Saturday, January 31, 2009

Mozzer: My eyes! My eyes!

With the horrific possibility that to McFly, Lily Allen and Beth Ditto we might soon be welcoming people Googling for Morrissey naked - and with the strict warning that it's Not Safe For Anyone Who Has Recently Eaten - we're compelled to point to Morrissey-Solo's photo of Mozzer and his band nude, save for seven inch singles. With the words "click to enlarge" right underneath.

One of the band - on the extreme right - looks like he should have got a twelve inch remix. But it's fun with this sort of thing to spot the person who was least thrilled when they found out what the plan for the photoshoot was - I'm guessing the guy with the "oh, god, just take the bloody photo" look on his face to Morrissey's right.

With penises strapped to vinyl discs, there is some sort of needledick gag just waiting to be made, isn't there?

The picture is on the inner-sleeve of I'm Throwing My Arms Around Paris, if you'd like to enjoy it in the privacy of your own home without having to worry about those new rules on extreme online porn.


Anonymous said...

Why do I already dread the press dragging out the old none of their business questions about Morrissey & his sexuality and the inevitably that this will somehow involve a number of them feeling the need to crack downright homophobic jokes about a bunch of naked men? Gordon Smart must NEVER see these pictures.

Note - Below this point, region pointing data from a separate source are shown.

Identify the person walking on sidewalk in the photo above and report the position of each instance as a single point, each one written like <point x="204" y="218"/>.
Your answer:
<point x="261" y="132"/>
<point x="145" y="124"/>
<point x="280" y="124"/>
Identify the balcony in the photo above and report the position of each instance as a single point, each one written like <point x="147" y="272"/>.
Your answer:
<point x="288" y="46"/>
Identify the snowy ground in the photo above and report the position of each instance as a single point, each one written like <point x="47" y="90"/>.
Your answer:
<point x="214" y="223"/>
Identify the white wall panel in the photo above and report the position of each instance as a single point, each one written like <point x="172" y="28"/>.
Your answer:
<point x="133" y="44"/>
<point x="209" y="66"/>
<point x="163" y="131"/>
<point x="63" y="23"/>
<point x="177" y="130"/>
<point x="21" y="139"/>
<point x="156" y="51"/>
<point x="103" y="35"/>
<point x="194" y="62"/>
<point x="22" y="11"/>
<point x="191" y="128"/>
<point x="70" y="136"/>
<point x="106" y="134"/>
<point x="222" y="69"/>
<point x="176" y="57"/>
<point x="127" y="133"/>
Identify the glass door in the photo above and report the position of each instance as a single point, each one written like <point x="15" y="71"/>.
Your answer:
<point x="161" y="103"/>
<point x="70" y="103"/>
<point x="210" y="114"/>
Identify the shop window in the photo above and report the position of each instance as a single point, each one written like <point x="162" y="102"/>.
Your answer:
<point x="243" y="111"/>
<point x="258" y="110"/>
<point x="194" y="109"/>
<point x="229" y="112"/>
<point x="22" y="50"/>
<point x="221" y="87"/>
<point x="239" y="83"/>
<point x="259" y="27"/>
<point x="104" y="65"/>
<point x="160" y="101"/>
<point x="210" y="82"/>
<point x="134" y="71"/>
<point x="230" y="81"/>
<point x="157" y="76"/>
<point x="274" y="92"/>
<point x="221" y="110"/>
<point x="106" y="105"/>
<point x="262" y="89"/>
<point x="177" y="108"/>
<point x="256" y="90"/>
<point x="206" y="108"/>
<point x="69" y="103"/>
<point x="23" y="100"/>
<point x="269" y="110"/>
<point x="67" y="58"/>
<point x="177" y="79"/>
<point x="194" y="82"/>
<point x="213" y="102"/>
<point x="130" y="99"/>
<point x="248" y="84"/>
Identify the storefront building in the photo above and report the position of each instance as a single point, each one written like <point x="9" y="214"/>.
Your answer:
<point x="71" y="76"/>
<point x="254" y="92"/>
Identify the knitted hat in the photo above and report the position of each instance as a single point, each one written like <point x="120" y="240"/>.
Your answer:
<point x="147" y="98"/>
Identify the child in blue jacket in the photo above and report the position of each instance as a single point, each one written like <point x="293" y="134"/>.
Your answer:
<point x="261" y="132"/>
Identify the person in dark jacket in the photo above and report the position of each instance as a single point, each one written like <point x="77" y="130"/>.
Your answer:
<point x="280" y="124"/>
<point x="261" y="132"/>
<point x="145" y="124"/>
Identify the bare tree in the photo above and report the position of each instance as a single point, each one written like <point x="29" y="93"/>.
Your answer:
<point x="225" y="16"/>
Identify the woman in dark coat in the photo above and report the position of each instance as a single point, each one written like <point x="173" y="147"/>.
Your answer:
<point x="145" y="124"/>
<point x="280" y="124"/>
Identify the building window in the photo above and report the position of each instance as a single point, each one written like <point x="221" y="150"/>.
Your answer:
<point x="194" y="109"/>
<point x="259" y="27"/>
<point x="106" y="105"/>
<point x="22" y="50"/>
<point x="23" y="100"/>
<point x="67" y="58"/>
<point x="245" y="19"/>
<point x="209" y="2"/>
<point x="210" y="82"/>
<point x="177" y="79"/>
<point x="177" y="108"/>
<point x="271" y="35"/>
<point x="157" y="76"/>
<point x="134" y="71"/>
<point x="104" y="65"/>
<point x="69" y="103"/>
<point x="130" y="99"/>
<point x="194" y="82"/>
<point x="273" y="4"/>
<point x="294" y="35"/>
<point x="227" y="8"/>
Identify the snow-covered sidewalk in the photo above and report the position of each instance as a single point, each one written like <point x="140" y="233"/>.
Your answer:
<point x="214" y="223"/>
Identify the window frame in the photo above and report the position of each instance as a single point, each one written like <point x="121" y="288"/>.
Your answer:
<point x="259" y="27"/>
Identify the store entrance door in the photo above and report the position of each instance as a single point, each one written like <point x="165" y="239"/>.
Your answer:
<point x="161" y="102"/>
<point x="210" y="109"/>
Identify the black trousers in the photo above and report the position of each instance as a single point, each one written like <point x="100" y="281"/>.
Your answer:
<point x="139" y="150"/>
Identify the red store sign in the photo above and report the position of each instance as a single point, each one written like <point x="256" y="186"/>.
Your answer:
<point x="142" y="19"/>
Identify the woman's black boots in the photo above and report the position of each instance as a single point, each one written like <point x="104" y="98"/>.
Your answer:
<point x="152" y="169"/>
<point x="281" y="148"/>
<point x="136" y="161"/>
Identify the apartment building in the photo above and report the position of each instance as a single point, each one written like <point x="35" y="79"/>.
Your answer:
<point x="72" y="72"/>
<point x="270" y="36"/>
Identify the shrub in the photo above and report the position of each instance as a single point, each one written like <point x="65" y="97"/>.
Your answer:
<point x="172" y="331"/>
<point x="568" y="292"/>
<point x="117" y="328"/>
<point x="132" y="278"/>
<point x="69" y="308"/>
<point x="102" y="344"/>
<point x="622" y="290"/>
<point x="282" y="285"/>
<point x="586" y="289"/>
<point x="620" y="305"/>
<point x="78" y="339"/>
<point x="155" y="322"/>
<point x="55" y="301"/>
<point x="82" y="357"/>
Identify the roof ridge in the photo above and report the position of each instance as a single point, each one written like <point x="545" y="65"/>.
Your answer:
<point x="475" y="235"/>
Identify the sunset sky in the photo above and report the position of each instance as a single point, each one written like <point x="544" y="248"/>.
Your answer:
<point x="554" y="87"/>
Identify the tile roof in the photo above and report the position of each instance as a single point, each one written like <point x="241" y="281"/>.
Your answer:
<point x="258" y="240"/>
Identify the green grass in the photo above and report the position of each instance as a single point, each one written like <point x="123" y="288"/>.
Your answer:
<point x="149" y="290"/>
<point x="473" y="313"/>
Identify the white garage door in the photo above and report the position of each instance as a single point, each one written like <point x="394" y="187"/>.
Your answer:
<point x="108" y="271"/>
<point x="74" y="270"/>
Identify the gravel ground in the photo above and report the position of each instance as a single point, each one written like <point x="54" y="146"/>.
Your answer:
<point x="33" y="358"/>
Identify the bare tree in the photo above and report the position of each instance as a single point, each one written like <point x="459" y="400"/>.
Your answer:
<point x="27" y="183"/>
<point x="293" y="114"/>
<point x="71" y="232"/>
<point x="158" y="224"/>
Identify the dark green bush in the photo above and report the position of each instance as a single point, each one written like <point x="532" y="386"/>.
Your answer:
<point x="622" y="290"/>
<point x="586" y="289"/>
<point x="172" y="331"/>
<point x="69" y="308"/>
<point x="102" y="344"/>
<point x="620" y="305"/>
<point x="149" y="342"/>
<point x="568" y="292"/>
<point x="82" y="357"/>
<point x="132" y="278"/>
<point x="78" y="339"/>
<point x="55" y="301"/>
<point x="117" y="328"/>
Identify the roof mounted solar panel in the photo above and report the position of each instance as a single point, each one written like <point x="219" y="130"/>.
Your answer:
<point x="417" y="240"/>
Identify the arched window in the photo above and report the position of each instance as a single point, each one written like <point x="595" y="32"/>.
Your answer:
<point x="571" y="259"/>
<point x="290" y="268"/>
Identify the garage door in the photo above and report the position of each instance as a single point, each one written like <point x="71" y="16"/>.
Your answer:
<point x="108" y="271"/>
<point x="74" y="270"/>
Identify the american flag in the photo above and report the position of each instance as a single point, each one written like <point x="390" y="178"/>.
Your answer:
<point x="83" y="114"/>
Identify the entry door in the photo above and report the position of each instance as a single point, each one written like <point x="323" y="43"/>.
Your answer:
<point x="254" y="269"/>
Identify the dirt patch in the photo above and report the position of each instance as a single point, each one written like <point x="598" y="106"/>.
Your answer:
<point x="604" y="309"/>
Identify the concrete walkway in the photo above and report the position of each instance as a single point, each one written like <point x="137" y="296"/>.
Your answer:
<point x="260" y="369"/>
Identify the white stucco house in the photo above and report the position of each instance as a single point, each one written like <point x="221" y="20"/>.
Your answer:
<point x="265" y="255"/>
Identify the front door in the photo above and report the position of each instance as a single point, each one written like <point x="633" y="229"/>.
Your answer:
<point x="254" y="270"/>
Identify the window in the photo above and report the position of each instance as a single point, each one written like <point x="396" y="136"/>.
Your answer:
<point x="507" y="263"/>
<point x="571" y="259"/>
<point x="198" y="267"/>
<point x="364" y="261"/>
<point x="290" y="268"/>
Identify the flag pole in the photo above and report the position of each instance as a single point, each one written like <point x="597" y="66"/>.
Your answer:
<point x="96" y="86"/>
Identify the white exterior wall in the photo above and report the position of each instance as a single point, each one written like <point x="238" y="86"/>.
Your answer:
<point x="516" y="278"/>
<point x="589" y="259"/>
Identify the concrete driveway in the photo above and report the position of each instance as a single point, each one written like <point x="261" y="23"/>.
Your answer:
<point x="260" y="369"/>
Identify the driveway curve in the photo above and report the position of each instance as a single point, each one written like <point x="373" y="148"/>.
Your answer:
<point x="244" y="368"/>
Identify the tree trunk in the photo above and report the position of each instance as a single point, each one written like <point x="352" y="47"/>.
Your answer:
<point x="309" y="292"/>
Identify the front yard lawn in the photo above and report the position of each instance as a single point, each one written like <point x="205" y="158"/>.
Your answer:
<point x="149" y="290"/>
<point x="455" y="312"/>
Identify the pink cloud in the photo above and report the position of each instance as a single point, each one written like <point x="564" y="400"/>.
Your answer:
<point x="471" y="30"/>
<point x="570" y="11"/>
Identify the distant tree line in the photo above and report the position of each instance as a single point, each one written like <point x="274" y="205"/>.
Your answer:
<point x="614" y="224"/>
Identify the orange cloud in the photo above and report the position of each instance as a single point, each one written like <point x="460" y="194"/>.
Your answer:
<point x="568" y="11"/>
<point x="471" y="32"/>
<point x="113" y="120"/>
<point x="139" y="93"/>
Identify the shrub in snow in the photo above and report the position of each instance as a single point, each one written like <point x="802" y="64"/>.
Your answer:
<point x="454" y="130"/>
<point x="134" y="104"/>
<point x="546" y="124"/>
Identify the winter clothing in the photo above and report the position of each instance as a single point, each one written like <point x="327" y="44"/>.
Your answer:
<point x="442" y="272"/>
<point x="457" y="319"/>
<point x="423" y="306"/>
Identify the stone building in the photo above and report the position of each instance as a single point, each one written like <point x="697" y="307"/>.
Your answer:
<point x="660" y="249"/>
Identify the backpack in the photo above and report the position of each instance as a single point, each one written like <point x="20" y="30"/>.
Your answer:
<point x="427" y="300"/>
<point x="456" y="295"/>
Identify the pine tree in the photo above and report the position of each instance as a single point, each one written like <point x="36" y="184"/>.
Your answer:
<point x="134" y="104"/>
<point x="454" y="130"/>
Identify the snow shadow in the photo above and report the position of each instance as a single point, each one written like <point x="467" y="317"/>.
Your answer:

Simon Hayes Budgen said...


I'm sure you don't have to worry about Gordon Smart making jokes about Morrissey being naked. That sort of thing tends to be the behaviour you'd expect from a man who secretly really, really likes the idea of naked men, but doesn't want anyone to think he was gay.

Olive said...

You have to admit he's not in bad nick for a 50 year old.

Olive said...

Also, it's doubled the options for the truly lazy who get invited to fancy dress parties:

Got a white tube sock? Go as a member of the Red Hot Chili Peppers.

Got an old 7" vinyl single? Go as Morrissey.

Simon Hayes Budgen said...

... and Iggy Pop could wear one of those 1980s clear vinyl singles.

Olive said...

Hah. Like there's anyone born since the second world war who hasn't seen Iggy Pop's co... oh. See what you mean.